Archive for May, 2010
Saturday, May 29th, 2010
 Learn To Surf Ski
Today I went for an hour training session in the ocean, in pretty crazy and wild conditions. The waves were not massive, only peaking at 2′ – 3′, however they were very choppy, the water was moving in all directions with a sweep to the south east, and half way through the training session, the wind picked up big time.
I had two hairy moments in the water today. Firstly, when I was about 2kms out to sea, I fell off due to nothing more than a lack of concentration. I was checking up on the other paddlers, was not paying attention and next thing I knew, I was in the drink. Holding onto my ski and paddle, I was downwind from my craft. The wind was blowing strong over the ski and then me. I found in this position that the ski kept drifting over me, pushing my torso back and trapping my legs under the ski. This made it very difficult to remount. Eventually after 6 attempts I managed the straddle remount – it certainly was not elegant, but it got me back up. This experience shook me a bit so I took a moment to compose myself before continuing.

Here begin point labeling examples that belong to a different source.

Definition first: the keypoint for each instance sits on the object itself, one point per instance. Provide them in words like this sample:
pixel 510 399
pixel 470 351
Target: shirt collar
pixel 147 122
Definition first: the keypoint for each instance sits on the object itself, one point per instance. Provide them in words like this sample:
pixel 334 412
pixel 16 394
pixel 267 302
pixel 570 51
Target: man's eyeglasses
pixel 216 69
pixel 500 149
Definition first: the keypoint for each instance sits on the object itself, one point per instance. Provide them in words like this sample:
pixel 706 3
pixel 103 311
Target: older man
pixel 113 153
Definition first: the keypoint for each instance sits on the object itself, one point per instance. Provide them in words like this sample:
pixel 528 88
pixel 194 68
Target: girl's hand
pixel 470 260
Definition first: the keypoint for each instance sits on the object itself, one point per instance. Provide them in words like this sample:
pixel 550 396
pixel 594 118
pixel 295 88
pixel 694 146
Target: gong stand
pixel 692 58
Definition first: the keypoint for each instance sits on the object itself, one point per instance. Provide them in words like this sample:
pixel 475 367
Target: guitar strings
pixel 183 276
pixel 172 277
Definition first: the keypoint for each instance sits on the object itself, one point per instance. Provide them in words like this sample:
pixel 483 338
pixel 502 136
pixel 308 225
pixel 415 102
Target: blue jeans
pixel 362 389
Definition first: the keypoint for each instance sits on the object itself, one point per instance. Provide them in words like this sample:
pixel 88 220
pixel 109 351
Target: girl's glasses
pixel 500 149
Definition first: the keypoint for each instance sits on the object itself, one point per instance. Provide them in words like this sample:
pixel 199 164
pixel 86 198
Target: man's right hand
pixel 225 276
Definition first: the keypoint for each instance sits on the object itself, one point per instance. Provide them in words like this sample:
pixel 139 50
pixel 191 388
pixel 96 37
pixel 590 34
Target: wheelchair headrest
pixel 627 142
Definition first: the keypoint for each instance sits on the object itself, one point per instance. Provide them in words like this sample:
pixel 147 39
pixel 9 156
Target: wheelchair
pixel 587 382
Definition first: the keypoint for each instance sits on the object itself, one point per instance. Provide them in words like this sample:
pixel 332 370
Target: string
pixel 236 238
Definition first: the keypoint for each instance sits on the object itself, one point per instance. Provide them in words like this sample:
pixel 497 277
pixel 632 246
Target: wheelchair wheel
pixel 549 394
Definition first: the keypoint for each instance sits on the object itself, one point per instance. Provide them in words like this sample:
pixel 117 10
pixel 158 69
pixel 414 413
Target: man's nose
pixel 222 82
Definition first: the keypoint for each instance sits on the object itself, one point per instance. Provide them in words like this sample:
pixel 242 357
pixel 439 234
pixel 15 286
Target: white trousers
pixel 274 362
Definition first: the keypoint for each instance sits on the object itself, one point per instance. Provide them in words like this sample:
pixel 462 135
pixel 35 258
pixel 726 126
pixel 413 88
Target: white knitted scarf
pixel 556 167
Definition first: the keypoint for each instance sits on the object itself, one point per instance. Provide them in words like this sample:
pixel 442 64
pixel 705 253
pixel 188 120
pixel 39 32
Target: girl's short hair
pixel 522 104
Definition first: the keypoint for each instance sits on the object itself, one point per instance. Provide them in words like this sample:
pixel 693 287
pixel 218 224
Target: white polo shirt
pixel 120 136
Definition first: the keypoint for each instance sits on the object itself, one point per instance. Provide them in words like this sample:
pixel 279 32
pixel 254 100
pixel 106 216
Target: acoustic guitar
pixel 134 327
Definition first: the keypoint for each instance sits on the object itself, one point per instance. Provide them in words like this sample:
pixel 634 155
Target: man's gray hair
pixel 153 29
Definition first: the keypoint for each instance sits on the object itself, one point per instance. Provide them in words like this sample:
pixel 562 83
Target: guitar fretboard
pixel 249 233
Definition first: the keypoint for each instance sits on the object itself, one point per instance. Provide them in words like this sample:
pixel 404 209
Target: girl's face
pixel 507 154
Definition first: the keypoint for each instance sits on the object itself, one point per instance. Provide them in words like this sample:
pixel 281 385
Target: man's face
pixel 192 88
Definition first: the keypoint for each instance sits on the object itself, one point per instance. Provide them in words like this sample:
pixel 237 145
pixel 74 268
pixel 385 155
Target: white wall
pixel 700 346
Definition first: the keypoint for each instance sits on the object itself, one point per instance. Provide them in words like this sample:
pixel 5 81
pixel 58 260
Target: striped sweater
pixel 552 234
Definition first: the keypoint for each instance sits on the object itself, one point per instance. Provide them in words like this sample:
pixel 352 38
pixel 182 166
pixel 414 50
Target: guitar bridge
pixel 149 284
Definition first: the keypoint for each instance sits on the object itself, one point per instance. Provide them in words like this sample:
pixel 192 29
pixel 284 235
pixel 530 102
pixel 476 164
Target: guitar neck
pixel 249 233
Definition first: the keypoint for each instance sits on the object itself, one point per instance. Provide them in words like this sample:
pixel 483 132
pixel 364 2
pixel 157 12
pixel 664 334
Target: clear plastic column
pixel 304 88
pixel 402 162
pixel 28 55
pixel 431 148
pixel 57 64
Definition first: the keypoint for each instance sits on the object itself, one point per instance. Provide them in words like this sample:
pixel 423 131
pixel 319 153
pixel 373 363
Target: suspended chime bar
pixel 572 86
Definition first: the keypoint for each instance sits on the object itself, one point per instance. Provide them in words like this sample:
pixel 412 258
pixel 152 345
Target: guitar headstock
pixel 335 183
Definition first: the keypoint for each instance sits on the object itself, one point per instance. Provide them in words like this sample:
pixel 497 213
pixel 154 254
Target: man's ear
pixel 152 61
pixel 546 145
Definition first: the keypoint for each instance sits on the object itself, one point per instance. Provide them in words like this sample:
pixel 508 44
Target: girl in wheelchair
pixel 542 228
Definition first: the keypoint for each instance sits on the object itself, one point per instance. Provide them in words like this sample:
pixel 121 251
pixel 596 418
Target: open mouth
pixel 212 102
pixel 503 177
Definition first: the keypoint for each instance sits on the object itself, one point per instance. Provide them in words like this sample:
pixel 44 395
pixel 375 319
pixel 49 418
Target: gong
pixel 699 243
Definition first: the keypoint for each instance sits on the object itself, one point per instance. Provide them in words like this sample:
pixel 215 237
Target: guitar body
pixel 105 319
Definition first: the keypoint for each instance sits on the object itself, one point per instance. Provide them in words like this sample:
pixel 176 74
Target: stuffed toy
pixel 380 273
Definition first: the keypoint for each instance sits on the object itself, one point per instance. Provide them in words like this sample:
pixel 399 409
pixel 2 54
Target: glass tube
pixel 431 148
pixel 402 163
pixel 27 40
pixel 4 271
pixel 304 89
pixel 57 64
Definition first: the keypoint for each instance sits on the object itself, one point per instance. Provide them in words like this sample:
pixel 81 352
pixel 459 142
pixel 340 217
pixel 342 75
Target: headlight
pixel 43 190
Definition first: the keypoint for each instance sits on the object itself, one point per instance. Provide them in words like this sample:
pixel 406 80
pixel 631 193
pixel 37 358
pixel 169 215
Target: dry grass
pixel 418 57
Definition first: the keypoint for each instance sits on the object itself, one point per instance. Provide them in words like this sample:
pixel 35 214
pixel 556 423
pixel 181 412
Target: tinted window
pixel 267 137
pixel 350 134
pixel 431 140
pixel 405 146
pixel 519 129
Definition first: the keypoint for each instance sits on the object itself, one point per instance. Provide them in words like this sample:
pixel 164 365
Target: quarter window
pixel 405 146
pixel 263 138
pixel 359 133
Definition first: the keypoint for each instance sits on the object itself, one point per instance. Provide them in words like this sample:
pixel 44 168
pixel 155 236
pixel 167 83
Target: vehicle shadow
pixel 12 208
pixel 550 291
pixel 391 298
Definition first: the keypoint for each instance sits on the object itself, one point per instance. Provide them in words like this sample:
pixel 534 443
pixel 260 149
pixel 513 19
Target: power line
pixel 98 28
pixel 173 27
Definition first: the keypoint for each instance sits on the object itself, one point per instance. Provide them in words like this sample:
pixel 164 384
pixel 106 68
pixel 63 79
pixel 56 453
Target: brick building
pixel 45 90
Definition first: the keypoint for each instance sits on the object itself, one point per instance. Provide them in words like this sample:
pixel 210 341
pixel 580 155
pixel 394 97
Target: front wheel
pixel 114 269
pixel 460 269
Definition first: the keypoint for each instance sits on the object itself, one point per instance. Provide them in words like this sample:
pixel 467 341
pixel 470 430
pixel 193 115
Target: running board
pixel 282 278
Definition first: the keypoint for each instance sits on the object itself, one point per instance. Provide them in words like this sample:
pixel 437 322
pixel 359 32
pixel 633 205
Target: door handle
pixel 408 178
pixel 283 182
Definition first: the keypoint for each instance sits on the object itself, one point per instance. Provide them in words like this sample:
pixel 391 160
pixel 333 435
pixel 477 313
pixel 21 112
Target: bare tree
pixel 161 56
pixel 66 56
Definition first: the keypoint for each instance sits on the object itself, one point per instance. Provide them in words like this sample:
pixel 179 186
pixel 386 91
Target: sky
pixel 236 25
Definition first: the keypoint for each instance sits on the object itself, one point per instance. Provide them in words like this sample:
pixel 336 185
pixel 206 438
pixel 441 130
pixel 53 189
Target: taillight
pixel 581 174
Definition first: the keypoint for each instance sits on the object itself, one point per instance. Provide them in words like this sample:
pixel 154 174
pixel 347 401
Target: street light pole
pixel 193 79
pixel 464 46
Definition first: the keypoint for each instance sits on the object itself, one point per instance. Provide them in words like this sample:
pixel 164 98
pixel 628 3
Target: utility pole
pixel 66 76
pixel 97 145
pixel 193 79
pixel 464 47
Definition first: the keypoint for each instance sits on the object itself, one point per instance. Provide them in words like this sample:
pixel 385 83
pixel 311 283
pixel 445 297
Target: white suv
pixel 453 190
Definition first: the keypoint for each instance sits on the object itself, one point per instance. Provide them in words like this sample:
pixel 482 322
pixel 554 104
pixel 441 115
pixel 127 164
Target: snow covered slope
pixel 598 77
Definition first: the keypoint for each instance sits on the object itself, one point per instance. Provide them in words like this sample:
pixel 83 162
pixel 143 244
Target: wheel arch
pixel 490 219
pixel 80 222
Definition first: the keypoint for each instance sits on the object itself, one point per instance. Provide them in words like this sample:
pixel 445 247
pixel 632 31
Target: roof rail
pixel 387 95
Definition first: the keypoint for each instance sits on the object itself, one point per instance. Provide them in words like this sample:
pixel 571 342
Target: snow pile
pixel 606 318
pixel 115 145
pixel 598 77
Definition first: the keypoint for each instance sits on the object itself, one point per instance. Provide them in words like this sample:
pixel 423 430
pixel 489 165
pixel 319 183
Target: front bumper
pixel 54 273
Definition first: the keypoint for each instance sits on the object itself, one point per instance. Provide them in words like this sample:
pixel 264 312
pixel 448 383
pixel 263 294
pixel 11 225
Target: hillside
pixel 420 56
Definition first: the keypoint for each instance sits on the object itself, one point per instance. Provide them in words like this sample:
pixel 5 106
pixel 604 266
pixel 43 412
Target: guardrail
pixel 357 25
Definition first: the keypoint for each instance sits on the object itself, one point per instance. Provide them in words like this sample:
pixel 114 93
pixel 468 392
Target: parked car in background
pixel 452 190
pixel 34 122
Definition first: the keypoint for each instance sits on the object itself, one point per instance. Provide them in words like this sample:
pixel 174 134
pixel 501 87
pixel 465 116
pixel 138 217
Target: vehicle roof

The second hairy experience was much closer to shore where again, a lapse in concentration resulted in me tipping off my ski as a wave hit me from an unexpected angle. This time though I ended upwind from my ski. This situation probably is a bit scarier in retrospect as the wind started taking my ski away from me, rolling it across the top of the water. It is quite difficult swimming with a paddle, so in the end I had to throw my paddle at the ski and swim after it. It was the only way I could catch up to the surf ski. Further out to sea with a slightly stronger wind, this situation can be very scary.
The two lessons I learned from these experiences are:
- When doing any ocean sport, there will always be the element of the unknown, times when the unexpected happens. This is why it is an extreme sport. You must always keep yourself fit enough that you can swim back to shore if you lose your equipment. Today in both experiences I could persevere in my efforts to retrieve and remount my ski as I knew no matter what happened, I could swim back to land.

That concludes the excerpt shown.